[tor-dev] HTTPS Everywhere harmful
mikeperry at torproject.org
Sat Apr 25 03:05:43 UTC 2015
The problem with his argument is that the web (and any protocol, really)
needs a way to demand a hard guarantee that a request must proceed over
a secure transport layer. If that layer is not available, the request
must fail. Anything short of that is opportunistic security, and by
definition not effective against an active attacker**.
I suspect what Tim Berners-Lee is actually annoyed with is Mixed Content
Blocking and its tendency to impede upgrade to HTTPS rather than
encourage it (due to blocking HSTS-upgraded URLs and addon redirect
HTTPS upgrades as if they were HTTP URLs, rather than allowing them to
be treated as first-class HTTPS urls). With that, I sympathize. Mixed
Content Blocking seems to be doing more harm than good in terms of
encouraging HTTPS transition, and has forced HTTPS-Everywhere to have to
disable thousands of HTTPS upgrade rules due to site breakage from
improperly blocked "Mixed Content".
Unfortunately, it seems that conflating the Mixed Content Blocking issue
with the HTTPS namespace issue will likely distract the standards
community long enough to delay development of proper solutions to HTTPS
migration (like an improved form of HSTS that addresses known issues
with Mixed Content Blocking: https://w3c.github.io/webappsec/specs/upgrade/).
Forgive me if I do my best to avoid this distraction myself.

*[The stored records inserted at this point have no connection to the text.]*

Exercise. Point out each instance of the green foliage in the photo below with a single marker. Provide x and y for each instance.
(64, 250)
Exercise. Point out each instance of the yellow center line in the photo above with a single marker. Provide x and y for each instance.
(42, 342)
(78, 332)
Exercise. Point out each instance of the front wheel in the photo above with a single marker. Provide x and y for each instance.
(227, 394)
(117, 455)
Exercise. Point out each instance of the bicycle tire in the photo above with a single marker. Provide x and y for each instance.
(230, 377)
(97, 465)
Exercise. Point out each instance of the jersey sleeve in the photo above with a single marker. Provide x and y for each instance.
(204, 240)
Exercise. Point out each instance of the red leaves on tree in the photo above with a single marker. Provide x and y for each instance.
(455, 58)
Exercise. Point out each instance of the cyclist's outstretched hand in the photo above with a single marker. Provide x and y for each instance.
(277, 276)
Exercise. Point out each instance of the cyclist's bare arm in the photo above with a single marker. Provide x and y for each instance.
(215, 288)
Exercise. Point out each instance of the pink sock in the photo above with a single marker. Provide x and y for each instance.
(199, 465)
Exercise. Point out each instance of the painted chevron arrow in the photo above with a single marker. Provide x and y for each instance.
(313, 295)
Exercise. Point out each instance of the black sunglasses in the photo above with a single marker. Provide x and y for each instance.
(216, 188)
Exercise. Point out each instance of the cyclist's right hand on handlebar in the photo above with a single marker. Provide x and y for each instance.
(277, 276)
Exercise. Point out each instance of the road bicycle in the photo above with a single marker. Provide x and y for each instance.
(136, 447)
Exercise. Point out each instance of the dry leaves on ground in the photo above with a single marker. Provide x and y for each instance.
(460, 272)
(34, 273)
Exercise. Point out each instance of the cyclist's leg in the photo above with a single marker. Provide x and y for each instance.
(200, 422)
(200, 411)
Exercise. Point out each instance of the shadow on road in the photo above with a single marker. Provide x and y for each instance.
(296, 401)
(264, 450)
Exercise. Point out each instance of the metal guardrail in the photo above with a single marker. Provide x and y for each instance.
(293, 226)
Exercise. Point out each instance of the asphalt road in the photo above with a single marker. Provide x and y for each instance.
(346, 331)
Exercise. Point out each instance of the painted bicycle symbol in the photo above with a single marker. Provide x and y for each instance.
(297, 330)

** Sure, there could be a pile of new attribute flags that could be set
on every HTML resource tag that says the resource must use a "secure
http:" channel if the parent document happened to load over a secure
channel, but the net engineering effort of deploying that correctly far
exceeds the effort needed to mitigate the namespace fragmentation
issues that Tim Berners-Lee is seemingly so concerned about.